Моолот встает перед ней, заступает путь. Не смотреть на него, голову нагнуть, носом в шкуры, шагнуть вбок и дальше идти. Она разве сама выбирала?

— Кюрэгэйчээнэ…

Не по порядку всё сложилось, неладно, а только нельзя иначе.

Вот она запахивает полог, завязывает кожаные шнурки: нет ей дороги обратно, никогда не выйдет отсюда Кюрэгейчээнэ, жавороночек. Здесь окончен ее путь в срединном мире, разорвут ее тело на клочки и сварят в котлах, душу ее заключат в яйцо, чтобы созрела она, а до того не вернут. Вот она разжигает жирник — страшно, а в темноте страшней. Вот раздевается, ложится на шкуры. Катятся по вискам, катятся по жестким волоскам круглые капли. Не промокает олений мех ни от воды, ни от девичьих слёз.

Приходите, приходите, говорит она. Я ваша, сама, а больше некому. Приходите уже, пока я от страха не умерла.

Не так бы надо. Не требовали духи ее к себе. не избрали, не отметили. Но Эллей умер, а кого посылали к ближним и дальним соседям за их шаманами — не вернулись ни с ними, ни одни. Некому больше, твердит, убеждая сему себя, Кюрэгей, еще она сама, если не хотите, чтобы все кыталык умерли — берите меня. Некого больше.

И так лежит и говорит, говорит, и нет этому конца, и время не течет, и только вдруг гаснет жирник, в темноте горячее, огромное падает на нее, рвет на части, вынимает душу, но участь каждого кусочка плоти известна ей — в котел, в бурлящую воду, выварить из плоти всё прежнее, всё слабое и старое. А душа ее слепо тычется в стенки округлого сосуда, ищет путь обратно, на помощь плоти, но нет. Пока не выварится плоть, пока не созреет душа, как птенец в яйце — не дадут им соединиться вновь.

И проходит вечность.

И душу выпускают стаей птиц с гигантсокй ладони, и птицы разлетаются во все стороны: кто к предкам летит, гукает им в темноту, кто с духами остается, кружит над обломками скорлупы, кто поднимается вверх, выше, выше — где боги глядят на мир, а другая птица еще выше тянет, туда, где ледниками ползучими, неостановимыми движутся судьбы. А одна душа устремляется к телу — вот уже вынули все вываренные клочки его из котлов, сложили вместе заново, вот душа, распахнув крыла, падает на грудь ему. И тогда слышат они уже вместе, чувствуют, как проходит сквозь них, сшивает их воедино вновь названное имя…
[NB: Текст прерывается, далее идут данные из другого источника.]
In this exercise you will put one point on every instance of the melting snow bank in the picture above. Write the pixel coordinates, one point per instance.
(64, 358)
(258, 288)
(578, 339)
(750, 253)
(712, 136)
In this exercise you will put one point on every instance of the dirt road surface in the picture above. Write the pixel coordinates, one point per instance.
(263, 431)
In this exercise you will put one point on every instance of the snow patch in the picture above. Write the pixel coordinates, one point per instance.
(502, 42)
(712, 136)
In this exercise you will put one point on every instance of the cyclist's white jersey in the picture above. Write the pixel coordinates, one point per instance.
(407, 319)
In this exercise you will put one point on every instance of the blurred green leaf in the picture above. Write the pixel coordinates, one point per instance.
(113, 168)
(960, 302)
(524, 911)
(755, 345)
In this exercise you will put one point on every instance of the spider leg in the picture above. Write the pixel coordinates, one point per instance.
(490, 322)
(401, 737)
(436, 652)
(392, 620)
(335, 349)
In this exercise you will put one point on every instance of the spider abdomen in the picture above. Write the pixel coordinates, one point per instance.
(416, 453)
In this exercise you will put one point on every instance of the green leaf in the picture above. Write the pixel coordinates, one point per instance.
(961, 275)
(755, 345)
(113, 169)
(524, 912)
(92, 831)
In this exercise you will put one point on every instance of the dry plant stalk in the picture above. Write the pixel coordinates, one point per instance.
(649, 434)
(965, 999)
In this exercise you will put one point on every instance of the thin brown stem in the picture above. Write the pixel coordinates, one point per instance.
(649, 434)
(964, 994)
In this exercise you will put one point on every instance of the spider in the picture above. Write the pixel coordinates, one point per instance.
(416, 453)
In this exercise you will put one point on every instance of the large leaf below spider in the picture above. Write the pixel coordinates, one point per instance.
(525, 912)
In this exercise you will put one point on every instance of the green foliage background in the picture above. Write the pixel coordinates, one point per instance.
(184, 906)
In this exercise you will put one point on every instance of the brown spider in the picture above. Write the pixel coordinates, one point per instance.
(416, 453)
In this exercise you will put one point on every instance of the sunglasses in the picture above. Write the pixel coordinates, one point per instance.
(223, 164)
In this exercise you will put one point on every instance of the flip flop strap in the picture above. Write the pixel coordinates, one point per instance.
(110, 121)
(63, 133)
— Кукунтай! Мастер, мастер Кукунтай! Очнись, пожалуйста, ну пожалуйста…

Рутгер потрогал темное пятно вокруг головы мастера: кровь успела остыть и вмерзнуть в лед. Трясти страшно — да и без толку. Лужица, на которой поскользнулся мастер, тоже стала льдом, намертво схватив кухлянку. Рутгер подергал и бросил, достал нож, изрезал безжалостно оленью кожу. Лицо у мастера холодное, холоднее мертвого, и шея холодная, и сердца не слышно. Дышит ли мастер — не разобрать, ободранные, замерзшие ладони не чуют.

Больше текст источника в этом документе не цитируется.